What Blackstone’s recent US housing deals tell us.

In late June 2021, Blackstone acquired Home Partners of America Inc (HPA), a company owning roughly 17,000 single-family homes across the US, which is as much of a rent escalation play as it is underwriting capital value appreciations.

This week, Blackstone expanded its US housing footprint by shelling out $5.1b to take over a portfolio of 678 rent-controlled housing communities from AIG across major metropolitan areas. The idea here is obviously to capitalise on the expectation of political support for expanded federally funded low-income housing tax credits, while keeping an eye on potential rent escalations once grace periods end.

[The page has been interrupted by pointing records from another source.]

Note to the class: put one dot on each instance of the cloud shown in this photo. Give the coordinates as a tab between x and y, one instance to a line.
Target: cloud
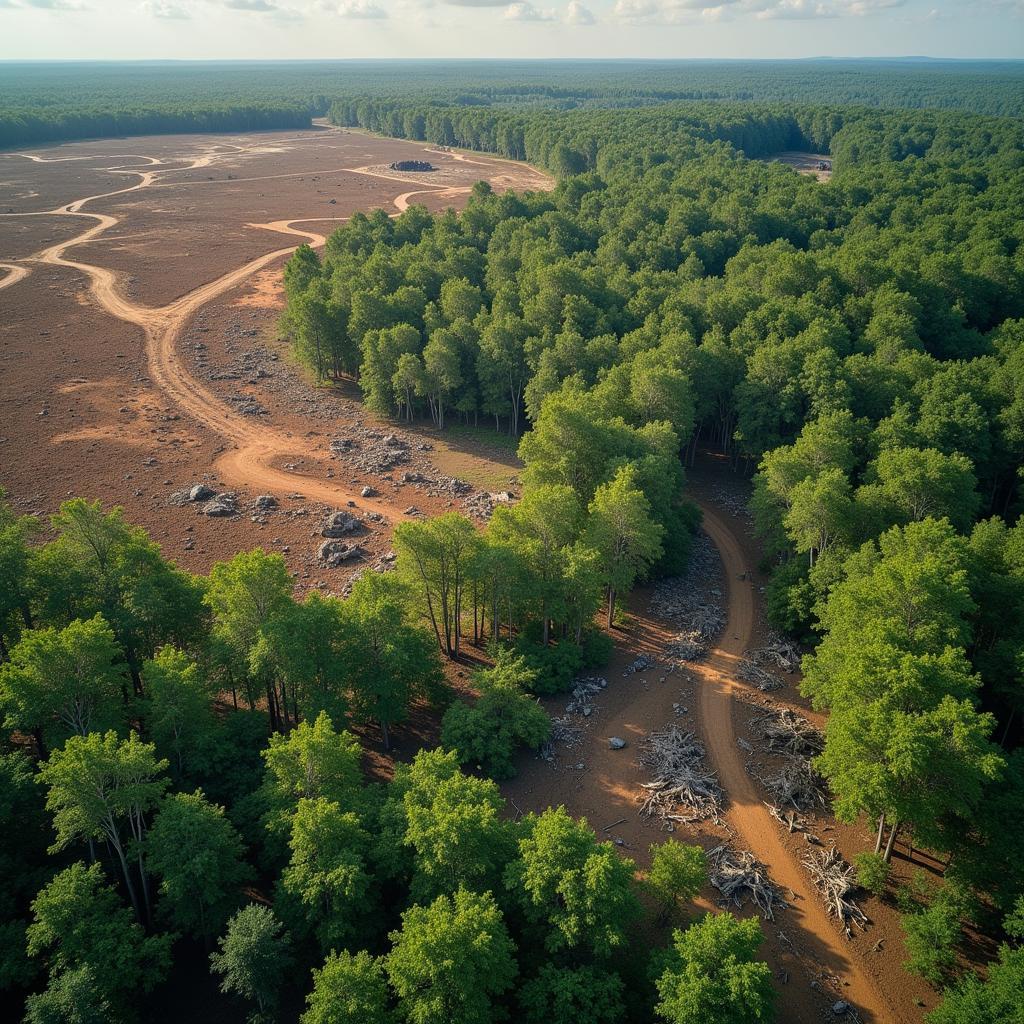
527	12
261	6
363	9
52	4
165	9
676	11
576	13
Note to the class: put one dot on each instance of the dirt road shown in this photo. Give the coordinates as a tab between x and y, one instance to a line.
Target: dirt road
747	814
254	449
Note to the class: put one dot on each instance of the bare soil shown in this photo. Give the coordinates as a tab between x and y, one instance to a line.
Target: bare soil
805	163
132	390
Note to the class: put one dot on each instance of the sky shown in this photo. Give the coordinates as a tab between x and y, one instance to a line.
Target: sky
339	29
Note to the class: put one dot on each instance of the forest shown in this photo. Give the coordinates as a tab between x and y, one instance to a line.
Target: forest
39	100
184	794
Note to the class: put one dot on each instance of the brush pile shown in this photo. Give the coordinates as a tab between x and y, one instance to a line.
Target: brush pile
798	784
835	880
752	673
683	788
777	652
739	877
787	732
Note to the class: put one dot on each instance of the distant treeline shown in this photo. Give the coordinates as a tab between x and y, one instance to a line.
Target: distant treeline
18	127
51	101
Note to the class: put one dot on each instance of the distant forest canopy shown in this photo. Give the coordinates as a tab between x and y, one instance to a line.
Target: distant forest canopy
44	101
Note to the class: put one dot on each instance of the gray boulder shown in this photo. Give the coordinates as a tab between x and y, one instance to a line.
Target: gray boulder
221	506
334	553
339	524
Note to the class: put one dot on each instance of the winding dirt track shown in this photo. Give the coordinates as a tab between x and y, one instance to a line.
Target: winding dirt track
747	814
255	449
250	461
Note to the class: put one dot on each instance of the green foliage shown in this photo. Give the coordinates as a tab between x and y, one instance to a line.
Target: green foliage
997	999
62	683
178	710
577	891
327	873
253	958
454	825
72	997
486	733
931	934
349	989
677	875
198	856
80	922
872	871
567	995
712	973
99	786
451	960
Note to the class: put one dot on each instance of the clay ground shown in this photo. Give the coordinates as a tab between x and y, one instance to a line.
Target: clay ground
804	163
146	359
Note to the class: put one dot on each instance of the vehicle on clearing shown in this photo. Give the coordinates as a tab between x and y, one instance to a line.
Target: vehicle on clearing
412	165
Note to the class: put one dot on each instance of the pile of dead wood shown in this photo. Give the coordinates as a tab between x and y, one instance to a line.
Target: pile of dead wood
752	673
683	787
836	880
777	652
787	732
739	877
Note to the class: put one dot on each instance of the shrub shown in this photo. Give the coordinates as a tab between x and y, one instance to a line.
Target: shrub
486	733
872	871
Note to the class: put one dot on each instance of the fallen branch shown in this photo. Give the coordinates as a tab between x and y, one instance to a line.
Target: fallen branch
786	731
835	880
683	788
739	877
752	673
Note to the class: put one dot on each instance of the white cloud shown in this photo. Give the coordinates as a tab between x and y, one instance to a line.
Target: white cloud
53	4
577	13
527	12
676	11
261	6
165	9
363	9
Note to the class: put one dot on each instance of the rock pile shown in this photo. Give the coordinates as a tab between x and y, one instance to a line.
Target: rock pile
340	524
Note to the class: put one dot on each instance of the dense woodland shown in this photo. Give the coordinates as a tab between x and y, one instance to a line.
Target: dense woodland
42	101
183	783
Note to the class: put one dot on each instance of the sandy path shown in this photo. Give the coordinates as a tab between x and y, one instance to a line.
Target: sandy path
254	448
747	814
15	272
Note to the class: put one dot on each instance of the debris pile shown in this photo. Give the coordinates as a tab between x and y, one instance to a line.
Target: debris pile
642	664
340	523
836	880
580	698
690	604
778	652
332	554
683	787
752	673
790	733
739	877
221	506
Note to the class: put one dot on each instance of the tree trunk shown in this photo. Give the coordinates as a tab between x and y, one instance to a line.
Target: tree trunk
887	856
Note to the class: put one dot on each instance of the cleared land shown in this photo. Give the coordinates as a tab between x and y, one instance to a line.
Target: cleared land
139	355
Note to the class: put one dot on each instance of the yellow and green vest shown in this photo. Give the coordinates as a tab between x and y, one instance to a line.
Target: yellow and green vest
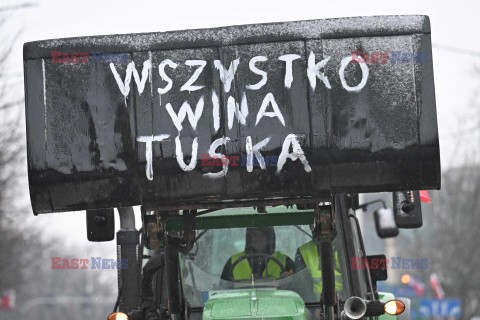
243	271
309	253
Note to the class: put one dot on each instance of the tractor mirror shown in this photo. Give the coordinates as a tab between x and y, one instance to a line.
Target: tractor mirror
100	225
385	223
407	209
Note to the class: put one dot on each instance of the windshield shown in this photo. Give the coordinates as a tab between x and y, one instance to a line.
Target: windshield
207	268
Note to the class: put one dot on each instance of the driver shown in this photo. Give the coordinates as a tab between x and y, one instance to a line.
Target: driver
260	243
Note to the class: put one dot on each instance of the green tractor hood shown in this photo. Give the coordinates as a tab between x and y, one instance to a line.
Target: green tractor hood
255	304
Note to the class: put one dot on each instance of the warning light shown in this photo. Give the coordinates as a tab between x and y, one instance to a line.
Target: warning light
405	279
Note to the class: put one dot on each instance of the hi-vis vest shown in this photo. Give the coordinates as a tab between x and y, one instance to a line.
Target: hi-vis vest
243	271
309	253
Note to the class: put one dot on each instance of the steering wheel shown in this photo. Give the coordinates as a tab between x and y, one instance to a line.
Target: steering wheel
268	256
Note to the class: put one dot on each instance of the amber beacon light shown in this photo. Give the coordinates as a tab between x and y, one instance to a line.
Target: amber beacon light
394	307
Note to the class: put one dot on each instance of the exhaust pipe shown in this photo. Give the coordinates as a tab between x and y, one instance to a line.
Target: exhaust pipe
354	308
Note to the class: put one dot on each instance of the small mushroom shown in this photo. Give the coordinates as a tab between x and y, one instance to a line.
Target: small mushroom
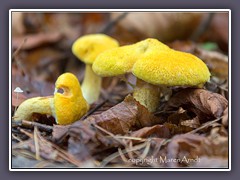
86	49
66	107
27	108
70	105
155	66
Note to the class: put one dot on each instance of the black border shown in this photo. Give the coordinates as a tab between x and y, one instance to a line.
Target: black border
115	168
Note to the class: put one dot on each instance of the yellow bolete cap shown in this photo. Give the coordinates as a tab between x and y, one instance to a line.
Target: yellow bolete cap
88	47
119	61
171	68
70	105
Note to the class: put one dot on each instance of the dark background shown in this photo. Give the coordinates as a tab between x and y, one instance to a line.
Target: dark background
97	4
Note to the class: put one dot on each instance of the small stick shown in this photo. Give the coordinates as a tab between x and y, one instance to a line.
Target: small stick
204	126
32	124
112	23
93	110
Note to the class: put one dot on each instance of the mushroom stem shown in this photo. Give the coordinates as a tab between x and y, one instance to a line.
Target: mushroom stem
40	105
91	85
147	94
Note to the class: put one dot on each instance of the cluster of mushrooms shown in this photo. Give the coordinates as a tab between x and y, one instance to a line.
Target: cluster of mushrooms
155	66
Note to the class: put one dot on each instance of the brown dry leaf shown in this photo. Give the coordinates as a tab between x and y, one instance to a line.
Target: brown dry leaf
36	40
124	117
204	104
45	149
216	61
31	88
18	23
44	63
164	26
218	30
225	118
192	146
17	99
158	131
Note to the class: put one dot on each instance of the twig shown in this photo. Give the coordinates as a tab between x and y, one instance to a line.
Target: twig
113	22
204	126
202	27
116	154
36	143
31	124
109	133
19	48
93	110
42	127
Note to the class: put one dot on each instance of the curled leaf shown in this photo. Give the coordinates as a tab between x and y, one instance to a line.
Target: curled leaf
204	104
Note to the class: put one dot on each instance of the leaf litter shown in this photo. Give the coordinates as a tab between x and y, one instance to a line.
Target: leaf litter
188	130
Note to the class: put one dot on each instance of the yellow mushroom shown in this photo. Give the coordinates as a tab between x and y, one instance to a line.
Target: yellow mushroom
40	105
86	49
155	66
67	107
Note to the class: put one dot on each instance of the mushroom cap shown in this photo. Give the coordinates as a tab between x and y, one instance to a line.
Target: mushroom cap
88	47
172	68
70	105
121	60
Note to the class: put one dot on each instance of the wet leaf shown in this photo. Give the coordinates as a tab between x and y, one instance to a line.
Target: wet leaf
124	117
167	26
159	131
204	104
192	146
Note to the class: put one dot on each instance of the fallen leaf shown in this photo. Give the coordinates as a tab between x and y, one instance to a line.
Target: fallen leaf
204	104
167	26
192	147
124	117
158	131
217	62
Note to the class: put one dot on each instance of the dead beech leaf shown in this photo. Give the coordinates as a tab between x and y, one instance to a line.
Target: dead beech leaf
204	104
36	40
164	26
216	61
193	146
158	131
225	118
124	117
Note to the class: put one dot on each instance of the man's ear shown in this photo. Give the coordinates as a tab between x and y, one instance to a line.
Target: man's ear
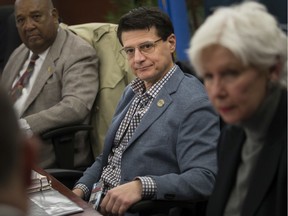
172	42
31	146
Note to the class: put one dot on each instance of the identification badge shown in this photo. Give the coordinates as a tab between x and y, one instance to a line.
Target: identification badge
96	194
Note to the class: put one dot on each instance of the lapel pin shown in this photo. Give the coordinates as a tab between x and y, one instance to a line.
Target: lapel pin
49	69
160	103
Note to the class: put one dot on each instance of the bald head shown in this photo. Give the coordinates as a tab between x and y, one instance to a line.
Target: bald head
37	23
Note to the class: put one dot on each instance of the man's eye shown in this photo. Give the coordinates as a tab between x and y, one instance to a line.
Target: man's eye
146	46
129	51
36	17
19	21
207	77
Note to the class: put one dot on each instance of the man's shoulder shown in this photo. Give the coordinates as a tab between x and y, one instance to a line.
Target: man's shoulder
71	40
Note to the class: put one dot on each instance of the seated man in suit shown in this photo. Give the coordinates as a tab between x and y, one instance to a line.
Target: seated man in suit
9	37
162	140
17	154
63	78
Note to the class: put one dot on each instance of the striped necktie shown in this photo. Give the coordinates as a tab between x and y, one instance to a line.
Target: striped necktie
17	90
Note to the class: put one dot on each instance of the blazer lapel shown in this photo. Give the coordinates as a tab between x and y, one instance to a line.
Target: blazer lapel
268	160
159	105
14	69
229	159
157	108
47	69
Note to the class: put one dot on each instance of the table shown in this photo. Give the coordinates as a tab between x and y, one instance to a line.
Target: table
88	210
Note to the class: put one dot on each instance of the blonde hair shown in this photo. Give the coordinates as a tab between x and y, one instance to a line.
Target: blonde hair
248	31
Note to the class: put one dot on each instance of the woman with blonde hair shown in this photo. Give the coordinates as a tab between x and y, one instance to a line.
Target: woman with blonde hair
241	54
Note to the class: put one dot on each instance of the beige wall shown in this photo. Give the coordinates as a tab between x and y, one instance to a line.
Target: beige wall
78	11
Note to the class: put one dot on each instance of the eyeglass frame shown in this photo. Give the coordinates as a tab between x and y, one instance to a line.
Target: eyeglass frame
140	48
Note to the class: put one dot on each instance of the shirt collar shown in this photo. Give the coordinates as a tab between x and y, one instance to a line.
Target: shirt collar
138	85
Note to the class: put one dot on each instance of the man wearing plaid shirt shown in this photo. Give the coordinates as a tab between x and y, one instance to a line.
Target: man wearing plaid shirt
162	140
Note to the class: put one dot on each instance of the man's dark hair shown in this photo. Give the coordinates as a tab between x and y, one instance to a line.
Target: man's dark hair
9	138
146	18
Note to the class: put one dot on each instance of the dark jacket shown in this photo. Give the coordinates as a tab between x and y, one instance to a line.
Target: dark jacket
267	193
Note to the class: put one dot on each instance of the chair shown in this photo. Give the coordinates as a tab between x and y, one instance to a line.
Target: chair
114	76
9	37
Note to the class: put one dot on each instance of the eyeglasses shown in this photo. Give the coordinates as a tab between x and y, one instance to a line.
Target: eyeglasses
145	48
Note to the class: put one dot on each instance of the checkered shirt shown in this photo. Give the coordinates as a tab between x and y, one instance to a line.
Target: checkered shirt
111	174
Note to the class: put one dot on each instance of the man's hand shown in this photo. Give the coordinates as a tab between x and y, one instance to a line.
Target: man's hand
119	199
78	192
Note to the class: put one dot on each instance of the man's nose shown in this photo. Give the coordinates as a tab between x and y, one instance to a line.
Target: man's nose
29	24
138	56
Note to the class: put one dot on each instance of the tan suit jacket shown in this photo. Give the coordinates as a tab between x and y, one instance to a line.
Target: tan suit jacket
63	93
114	73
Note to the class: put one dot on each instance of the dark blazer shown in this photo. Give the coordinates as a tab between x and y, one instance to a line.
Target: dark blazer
175	142
267	193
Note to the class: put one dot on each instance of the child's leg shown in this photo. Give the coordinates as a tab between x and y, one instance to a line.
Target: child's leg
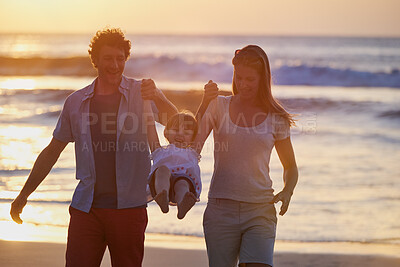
161	184
183	197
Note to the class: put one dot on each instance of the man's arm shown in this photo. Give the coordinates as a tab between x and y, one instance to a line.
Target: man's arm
152	136
210	92
165	107
43	165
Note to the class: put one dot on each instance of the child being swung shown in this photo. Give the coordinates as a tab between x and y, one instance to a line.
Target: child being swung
175	174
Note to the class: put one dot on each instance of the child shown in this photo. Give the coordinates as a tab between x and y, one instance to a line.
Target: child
175	174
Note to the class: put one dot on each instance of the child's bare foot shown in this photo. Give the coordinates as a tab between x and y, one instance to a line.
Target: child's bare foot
186	204
162	201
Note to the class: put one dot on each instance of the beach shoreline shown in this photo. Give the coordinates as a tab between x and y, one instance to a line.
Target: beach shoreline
172	250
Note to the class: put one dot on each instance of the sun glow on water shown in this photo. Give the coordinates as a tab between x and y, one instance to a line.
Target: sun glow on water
19	83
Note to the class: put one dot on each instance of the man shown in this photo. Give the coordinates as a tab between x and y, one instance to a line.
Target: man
104	120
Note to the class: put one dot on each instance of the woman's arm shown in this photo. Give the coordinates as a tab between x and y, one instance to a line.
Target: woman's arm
285	152
152	136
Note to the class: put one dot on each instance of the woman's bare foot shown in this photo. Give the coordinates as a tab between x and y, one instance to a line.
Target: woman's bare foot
186	204
162	201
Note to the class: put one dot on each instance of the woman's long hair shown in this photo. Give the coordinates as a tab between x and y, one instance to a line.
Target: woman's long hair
254	57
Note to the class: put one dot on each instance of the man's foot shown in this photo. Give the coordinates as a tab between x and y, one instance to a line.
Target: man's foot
162	201
186	204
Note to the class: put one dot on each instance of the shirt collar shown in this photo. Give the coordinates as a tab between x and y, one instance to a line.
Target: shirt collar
123	88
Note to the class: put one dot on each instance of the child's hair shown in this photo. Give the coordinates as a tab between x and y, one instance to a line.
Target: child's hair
187	119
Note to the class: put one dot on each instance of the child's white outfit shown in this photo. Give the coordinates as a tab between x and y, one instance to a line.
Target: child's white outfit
183	164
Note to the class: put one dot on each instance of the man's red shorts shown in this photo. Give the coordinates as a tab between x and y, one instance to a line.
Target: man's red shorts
122	230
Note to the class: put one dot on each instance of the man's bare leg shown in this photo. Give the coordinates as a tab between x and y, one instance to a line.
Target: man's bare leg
183	197
162	183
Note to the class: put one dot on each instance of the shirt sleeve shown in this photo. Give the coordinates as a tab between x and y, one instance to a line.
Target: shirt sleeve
280	127
63	130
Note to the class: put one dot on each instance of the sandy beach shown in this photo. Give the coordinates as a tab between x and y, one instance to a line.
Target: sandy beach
190	251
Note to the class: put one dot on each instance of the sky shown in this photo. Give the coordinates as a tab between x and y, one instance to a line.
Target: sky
237	17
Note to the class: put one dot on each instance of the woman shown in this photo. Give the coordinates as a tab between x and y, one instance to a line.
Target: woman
240	218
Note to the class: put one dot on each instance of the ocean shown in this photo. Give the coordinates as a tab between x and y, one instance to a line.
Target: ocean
345	92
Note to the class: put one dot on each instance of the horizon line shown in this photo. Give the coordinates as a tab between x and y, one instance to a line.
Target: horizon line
202	34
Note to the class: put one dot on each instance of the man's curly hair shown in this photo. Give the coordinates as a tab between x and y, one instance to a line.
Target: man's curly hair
109	36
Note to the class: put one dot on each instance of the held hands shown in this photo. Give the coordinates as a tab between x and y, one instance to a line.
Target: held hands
210	91
149	89
285	197
16	208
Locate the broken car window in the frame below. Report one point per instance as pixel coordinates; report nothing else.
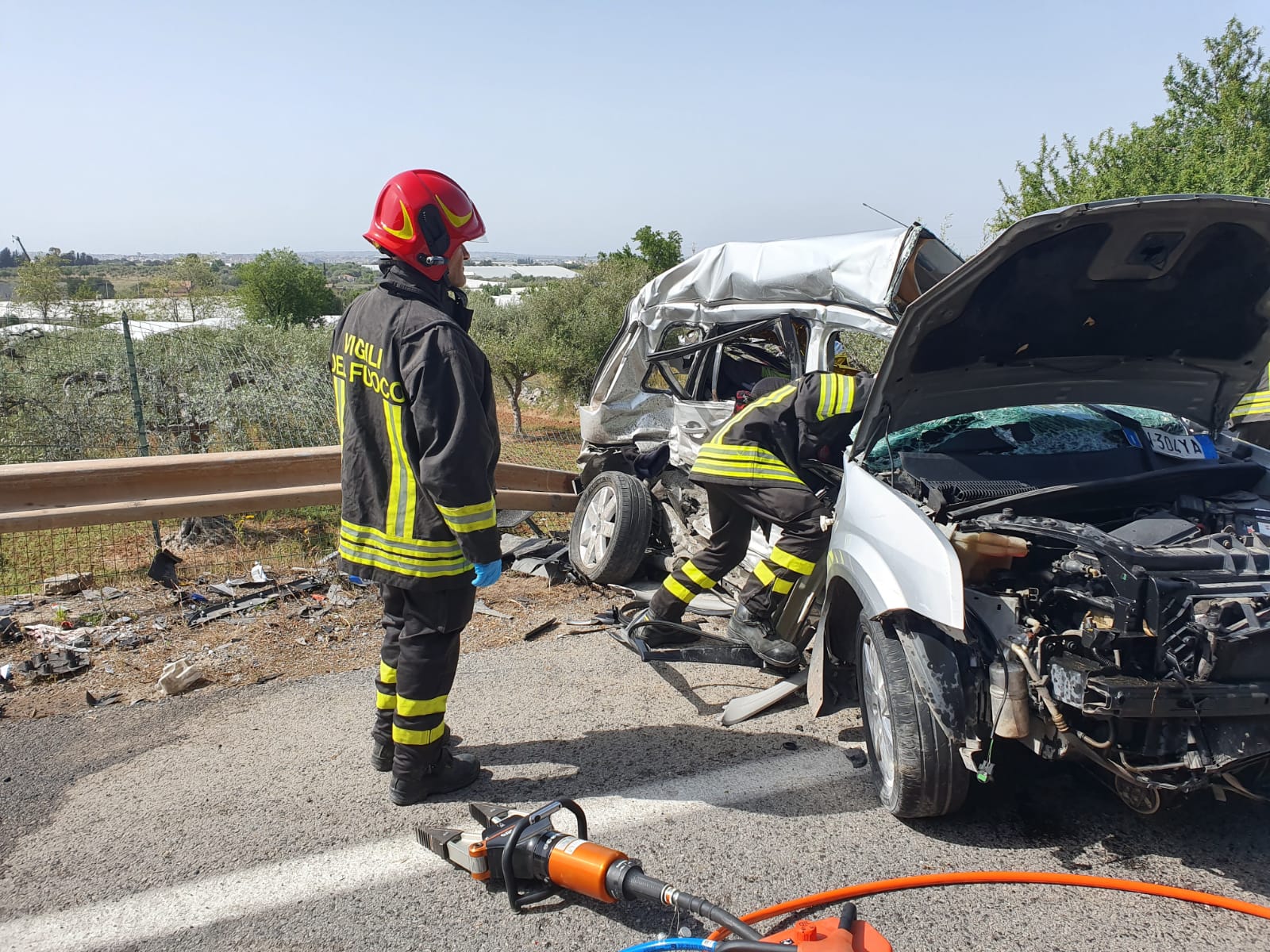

Now, what are the parallels to sub-Saharan African markets? Well, the HPA deal, albeit an interesting blueprint to boost home ownership among the emerging middle-class in SSA, will be a tough one to replicate. That’s primarily due to the lack of functioning (mortgage) capital markets, in-flux land registers and title deeds, as well as the generally short-term view of SSA investors.

The second transactions, though, targeting the low-income housing market and in particular its taxpayer-induced risk backstops, is an interesting one.

How does the federal US rent-control scheme work? In a nutshell, it provides (dollar-for-dollar) federal tax credits for investments made in rental units with rents of max 20% of the local median income. Given the progressive nature of most tax systems, that obviously provides arbitrage opportunities for investors. 

The idea, while not always enjoying bi-partisan support, is an interesting mechanism that cuts to the core of the low-income housing issue: affordability. 

Ensuring affordability of housing is on the political agenda of pretty much every western society today, as it is in sub-Saharan Africa. The main difference is magnitude.   

Let’s take a look at South Africa, the continent’s most developed and industrialised country, to get a sense for the issue. The calculation is based on the lowest-cost house at $25k available in the 2019 market, as reported by the Centre for Affordable Housing Finance in Africa, an independent think tank.

The Fund Manager

About Martin Schwarzburg

Martin Schwarzburg

Martin Schwarzburg is arranging finance for emerging market infrastructure, energy and real estate projects as an emerging market banker with Brigg Macadam. He previously served as Global COO Real Estate for the Abu Dhabi Investment Authority (ADIA) .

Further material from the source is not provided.